SSR 66-47

Where a fully insured worker, the biological father of children born out of wedlock, died in 1964, domiciled in Louisiana, without having satisfied State law requirements as to legitimation or recognition of such children so that the children could not inherit from the worker, but where, however, the worker prior to his death had identified each of the children by name and named himself as father in a document executed for a department of public welfare, which he signed, held, such document constitutes "acknowledgment in writing" within the meaning of section 216(h)(3)(C) of the Social Security Act as amended in 1965. Thus, each child is deemed to be the worker's "child" and entitled to child's insurance benefits, other requirements having been met.

In February 1964, R, a fully insured worker, filed an application for disability insurance benefits. On his signed application, he identified four children by name and indicated that they were his illegitimate children. R and the children's mother, W, were never married and W was not married to anyone else at the times the children were conceived. R died on October 10, 1964, domiciled in the State of Louisiana.

On January 5, 1965, W filed application on behalf of the children for child's insurance benefits based on R's earnings record. All the children were under age 18.

Section 202(d)(1) of the Social Security Act, as then in effect, provided in pertinent part that every "child" (as defined in section 216(e) of the Act) of a fully or currently insured deceased worker is entitled to a child's insurance benefit if he: (1) files application; and (2) at the time he files application is unmarried and under age 18 or is under a disability which began before age 18; and (3) was dependent upon the worker at the time the worker died.

Section 216(e), in pertinent part, defines the term "child" as the worker's child, legally adopted child, or under certain conditions, a stepchild. Section 216(h)(2)(A) provides that in determining whether an applicant is the child of a deceased insured worker, the Secretary of Health, Education, and Welfare shall apply such law as would be applied in determining the devolution of intestate personal property by the courts of the State in which the worker was domiciled at the time of his death. An applicant who according to such law would have the same status relative to taking intestate personal property as a child shall be deemed such. Section 216(h)(2)(B) provides, in pertinent part, that where a child does not qualify under section 216(h)(2)(A), he may nevertheless be deemed the worker's child where the mother and the worker went through a marriage ceremony resulting in a purported marriage between them which, but for a legal impediment, would have been a valid marriage.

While R indicated on his application for benefits that he was the father of W's children, he never acknowledged them in accordance with the requirements of Louisiana law, and therefore the children did not have the status of R's children for inheritance purposes at the time of his death. Thus, they could not be deemed R's children under section 216(h)(2)(A) of the Act. Further, since the parents did not go through a marriage ceremony, the children are not deemed the worker's children under section 216(h)(2)(B) of the Act. In February 1965, the children's claims were disallowed because they did not have the status of "child" of the worker within the meaning of the Social Security Act as then in effect.

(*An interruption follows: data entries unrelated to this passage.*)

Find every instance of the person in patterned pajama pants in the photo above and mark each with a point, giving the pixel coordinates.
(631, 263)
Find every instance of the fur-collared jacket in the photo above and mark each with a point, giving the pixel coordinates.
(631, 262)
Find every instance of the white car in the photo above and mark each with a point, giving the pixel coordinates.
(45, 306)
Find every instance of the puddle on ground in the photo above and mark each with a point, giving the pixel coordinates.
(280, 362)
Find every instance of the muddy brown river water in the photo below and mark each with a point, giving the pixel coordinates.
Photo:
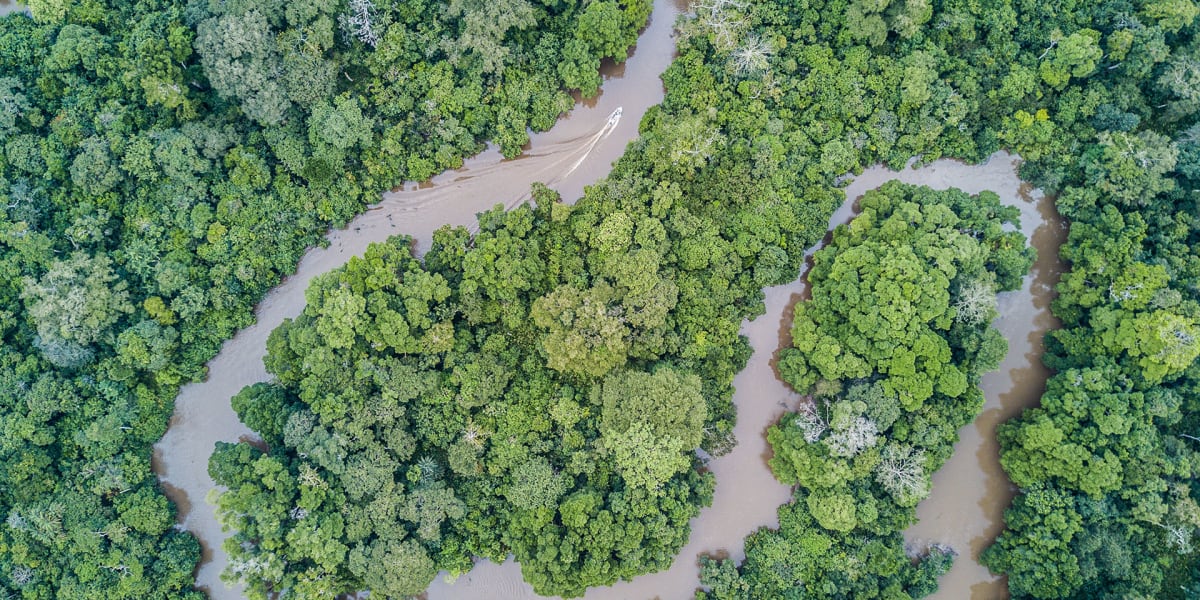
(970, 492)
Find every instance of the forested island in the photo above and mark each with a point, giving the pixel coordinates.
(551, 385)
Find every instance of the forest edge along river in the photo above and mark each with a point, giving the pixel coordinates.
(970, 493)
(575, 153)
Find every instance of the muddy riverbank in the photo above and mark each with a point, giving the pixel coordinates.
(575, 153)
(971, 491)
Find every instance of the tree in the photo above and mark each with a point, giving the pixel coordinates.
(393, 568)
(652, 423)
(583, 334)
(75, 304)
(1074, 55)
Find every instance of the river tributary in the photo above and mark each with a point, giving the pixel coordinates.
(969, 493)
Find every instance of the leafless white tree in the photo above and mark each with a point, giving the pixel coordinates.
(809, 420)
(976, 303)
(901, 472)
(753, 57)
(360, 22)
(861, 435)
(22, 576)
(724, 19)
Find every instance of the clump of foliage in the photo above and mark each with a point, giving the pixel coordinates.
(537, 389)
(149, 153)
(889, 348)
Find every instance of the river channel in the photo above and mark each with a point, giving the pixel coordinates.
(579, 150)
(970, 492)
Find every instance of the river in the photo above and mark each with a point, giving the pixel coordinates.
(579, 150)
(969, 493)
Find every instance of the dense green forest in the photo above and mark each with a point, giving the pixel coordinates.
(540, 388)
(162, 165)
(1101, 99)
(889, 348)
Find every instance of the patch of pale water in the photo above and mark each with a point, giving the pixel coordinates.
(579, 150)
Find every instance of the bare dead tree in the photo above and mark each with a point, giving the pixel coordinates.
(753, 57)
(976, 303)
(360, 22)
(724, 19)
(901, 472)
(861, 435)
(809, 420)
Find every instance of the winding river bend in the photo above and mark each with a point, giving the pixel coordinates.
(579, 150)
(970, 492)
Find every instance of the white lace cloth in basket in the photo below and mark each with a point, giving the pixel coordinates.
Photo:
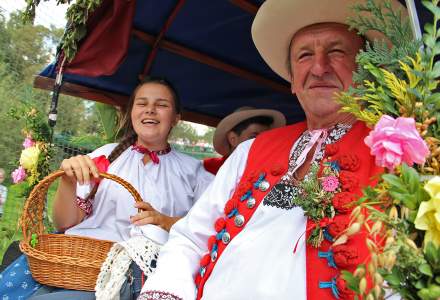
(140, 249)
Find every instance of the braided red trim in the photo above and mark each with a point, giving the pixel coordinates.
(85, 205)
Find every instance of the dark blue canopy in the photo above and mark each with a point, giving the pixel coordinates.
(215, 67)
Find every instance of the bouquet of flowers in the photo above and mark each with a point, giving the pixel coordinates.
(396, 93)
(36, 154)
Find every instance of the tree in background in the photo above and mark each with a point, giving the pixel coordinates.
(25, 50)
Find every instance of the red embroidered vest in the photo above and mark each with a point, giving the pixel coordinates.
(267, 162)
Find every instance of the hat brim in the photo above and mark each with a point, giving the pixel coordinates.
(277, 21)
(220, 141)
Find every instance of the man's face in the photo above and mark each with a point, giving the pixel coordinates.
(323, 60)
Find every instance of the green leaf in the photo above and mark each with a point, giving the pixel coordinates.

However, the Social Security Amendments of 1965 (P.L. 89-97, enacted July 30, 1965) added section 216(h)(3) of the Act, effective for benefits beginning no earlier than September 1965, which provides that a child who does not qualify as the worker's child under section 216(h)(2)(A) or (B) may nevertheless become entitled to benefits as a male worker's child if he meets certain requirements. Section 216(h)(3) provides in pertinent part:

An applicant who is the son or daughter of a fully or currently insured individual, but who is not (and is not deemed to be) the child of such insured individual under paragraph (2) [section 216(h)(2)], shall nevertheless be deemed to be the child of such insured individual if:

* * * * *

(C) in the case of a deceased individual --
(i) such insured individual --
(I) had acknowledged in writing that the applicant is his son or daughter, * * *.

In addition, section 202(d)(3) of the Act, as amended in 1965, provides that a child deemed to be a child of a fully or currently insured worker under section 216(h)(3) shall be deemed to be a legitimate child and dependent on his father, except where such child has been adopted by some other party and the child was neither living with the insured worker nor receiving substantial contributions from him.

In August 1965, W filed a second application for benefits on behalf of the children, this time under the provisions of the Act as amended in July 1965. Evidence submitted in connection with this second application clearly indicates that R was the biological father of the child-claimants. In addition, a document signed by R on December 5, 1962, was introduced from records of the Department of Public Welfare, which listed each of the four children by name, showed each as a son or daughter of W, and showed R as the father of each child. Since that document identified the four children by name, indicated R as father of each child, and was signed by R, it constitutes an "acknowledgment in writing" within the meaning of section 216(h)(3)(C). Each child, therefore, is deemed to be R's "child" for purposes of entitlement to child's insurance benefits under section 202(d)(1) of the Act, and in accordance with section 202(d)(3) of the Act, each child is deemed to have been dependent upon R at the time of his death.

Accordingly, all other requirements for entitlement having been met, it is held that W's children are entitled to child's insurance benefits on R's earnings record, beginning with September 1965.